In the later moments of the film, things turn nostalgic, and not unduly, but the contrast between the dark tones of the latter few films and the "magical", for lack of a better word, tones of the earlier films is surprisingly stark.  The prologue, 19 years later, as Harry and Ginny, and Hermoine and Ron bring their children to King's Cross Platform 9 3/4 for another year at Hogwarts School of Witchcraft and Wizardry is corny, a little hokey, but after 8 films of watching our heroes grow from children into adults, it's earned.  By the time they get to HARRY POTTER AND THE DEATHLY HALLOWS - PART 2, the series has earned something.

Top 3 of HARRY POTTER AND THE DEATHLY HALLOWS - PART 2 
  1. Snape's Memories: That one is just obvious.  This sequence is an emotional cannonball.
  2. Harry Goes to Die: Again, an emotional juggernaut moment.
  3. Prologue: Even as the climax to the series as a whole, this movie is Snape's big moment, and the opening shots of a fallen Hogwarts are poignant and haunting as Headmaster Snape, a man whose true nature is buried away to impossible depths, looks down at the school from his office as an unknown protector.

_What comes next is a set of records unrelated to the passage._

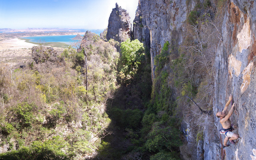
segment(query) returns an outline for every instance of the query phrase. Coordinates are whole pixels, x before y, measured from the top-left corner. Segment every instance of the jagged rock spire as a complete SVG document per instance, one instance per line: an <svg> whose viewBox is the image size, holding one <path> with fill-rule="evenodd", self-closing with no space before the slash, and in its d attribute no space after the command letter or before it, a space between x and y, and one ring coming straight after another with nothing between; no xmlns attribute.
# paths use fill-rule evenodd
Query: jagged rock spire
<svg viewBox="0 0 256 160"><path fill-rule="evenodd" d="M122 42L132 37L132 24L127 11L119 7L117 3L108 19L106 38Z"/></svg>

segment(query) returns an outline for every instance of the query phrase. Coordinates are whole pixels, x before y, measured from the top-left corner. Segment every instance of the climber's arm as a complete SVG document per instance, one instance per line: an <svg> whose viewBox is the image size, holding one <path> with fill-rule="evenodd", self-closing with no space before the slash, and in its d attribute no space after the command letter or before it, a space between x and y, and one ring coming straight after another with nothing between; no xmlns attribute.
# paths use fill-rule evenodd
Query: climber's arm
<svg viewBox="0 0 256 160"><path fill-rule="evenodd" d="M230 94L230 96L229 96L228 100L227 102L227 103L226 104L226 105L225 105L225 108L222 111L222 112L226 112L227 110L228 109L228 105L230 103L230 102L232 100L232 94Z"/></svg>
<svg viewBox="0 0 256 160"><path fill-rule="evenodd" d="M221 122L226 121L227 120L228 120L228 118L229 118L230 116L231 116L231 115L233 113L233 111L234 111L234 104L235 103L234 103L232 105L232 106L231 107L230 110L229 110L229 112L228 112L228 114L226 116L225 116L224 118L220 120L220 121L221 121L220 122Z"/></svg>

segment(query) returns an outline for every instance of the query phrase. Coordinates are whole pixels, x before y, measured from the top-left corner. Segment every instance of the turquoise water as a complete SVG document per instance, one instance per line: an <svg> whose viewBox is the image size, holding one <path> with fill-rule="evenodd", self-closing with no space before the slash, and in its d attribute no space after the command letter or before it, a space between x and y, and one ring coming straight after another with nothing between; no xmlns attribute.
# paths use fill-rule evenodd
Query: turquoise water
<svg viewBox="0 0 256 160"><path fill-rule="evenodd" d="M84 36L84 35L81 35ZM22 38L30 40L30 42L36 43L46 42L62 42L69 45L72 44L77 40L73 40L72 38L74 38L76 35L64 36L38 36L36 37L22 37Z"/></svg>

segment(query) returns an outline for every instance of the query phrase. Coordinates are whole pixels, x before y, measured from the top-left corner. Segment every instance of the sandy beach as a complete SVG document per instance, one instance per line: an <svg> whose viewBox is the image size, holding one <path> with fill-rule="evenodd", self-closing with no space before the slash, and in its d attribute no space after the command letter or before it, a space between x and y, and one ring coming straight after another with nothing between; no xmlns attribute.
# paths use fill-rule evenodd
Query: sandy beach
<svg viewBox="0 0 256 160"><path fill-rule="evenodd" d="M18 38L0 41L0 51L8 49L16 49L21 48L31 48L36 44L27 43L25 40L21 40Z"/></svg>
<svg viewBox="0 0 256 160"><path fill-rule="evenodd" d="M18 38L0 41L0 65L19 66L32 61L31 48L34 46L37 45Z"/></svg>

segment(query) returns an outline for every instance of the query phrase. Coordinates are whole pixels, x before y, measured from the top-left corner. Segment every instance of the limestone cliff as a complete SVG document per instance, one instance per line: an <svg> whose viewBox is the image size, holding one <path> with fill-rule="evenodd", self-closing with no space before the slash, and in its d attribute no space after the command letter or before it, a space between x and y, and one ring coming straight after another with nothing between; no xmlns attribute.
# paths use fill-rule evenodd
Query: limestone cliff
<svg viewBox="0 0 256 160"><path fill-rule="evenodd" d="M138 8L142 13L140 16L141 19L139 20L142 21L143 25L142 31L146 32L145 36L146 36L147 28L149 30L152 77L154 78L154 57L161 52L166 41L181 44L184 30L183 22L190 10L187 8L185 0L139 0L139 4ZM194 2L192 2L191 8L194 5ZM134 20L138 21L136 19Z"/></svg>
<svg viewBox="0 0 256 160"><path fill-rule="evenodd" d="M214 3L214 1L201 1ZM223 10L224 16L220 21L223 21L220 29L217 29L219 30L217 34L220 35L218 45L212 51L215 58L212 77L214 84L212 88L214 95L211 105L214 122L212 126L205 126L203 142L199 141L198 144L195 142L196 136L194 133L187 129L192 127L190 120L182 122L182 131L186 136L185 140L188 144L186 148L192 150L187 154L190 157L183 157L185 159L256 159L256 99L254 95L256 90L256 6L254 1L223 2L226 10ZM133 36L142 42L144 40L146 45L150 44L152 79L156 67L155 57L160 54L166 41L178 46L184 42L186 34L184 22L190 12L198 7L198 3L195 0L139 0L134 21ZM205 10L203 8L199 12ZM214 20L214 17L211 18ZM148 28L150 34L148 42ZM200 32L203 31L198 31L199 34ZM223 109L231 93L236 106L231 120L234 132L240 138L235 145L231 145L225 151L221 142L224 137L220 136L218 133L221 126L215 114ZM211 123L208 120L206 120L206 124Z"/></svg>
<svg viewBox="0 0 256 160"><path fill-rule="evenodd" d="M112 10L108 19L106 38L122 42L131 38L132 24L130 18L126 10L119 7L117 3Z"/></svg>
<svg viewBox="0 0 256 160"><path fill-rule="evenodd" d="M139 1L135 18L133 20L132 30L133 39L138 39L140 42L143 43L144 46L150 48L150 39L149 30L147 26L146 19L142 18L140 2Z"/></svg>
<svg viewBox="0 0 256 160"><path fill-rule="evenodd" d="M256 6L253 1L246 0L231 0L227 6L222 25L223 42L219 44L215 58L213 110L216 113L222 110L229 94L233 92L236 105L231 120L240 138L235 145L226 149L226 159L255 160ZM215 118L218 129L221 127L219 120ZM207 159L219 159L213 156Z"/></svg>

Bottom 3 of HARRY POTTER AND THE DEATHLY HALLOWS - PART 2 
  1. Lack of Payoff on Aberforth and Ariana: I suppose that may be a complaint about the movie not 'being' the book, but they're kind of big things to just brush off with a mention.
  2. Disconnect Between Gringotts Heist and Battle of Hogwarts:  They're both good, but they feel like parts of separate movies.
  3. "If we die for them, Harry, I'm going to kill you!": Yeah, it comes straight from the book, but it's kind of dumb.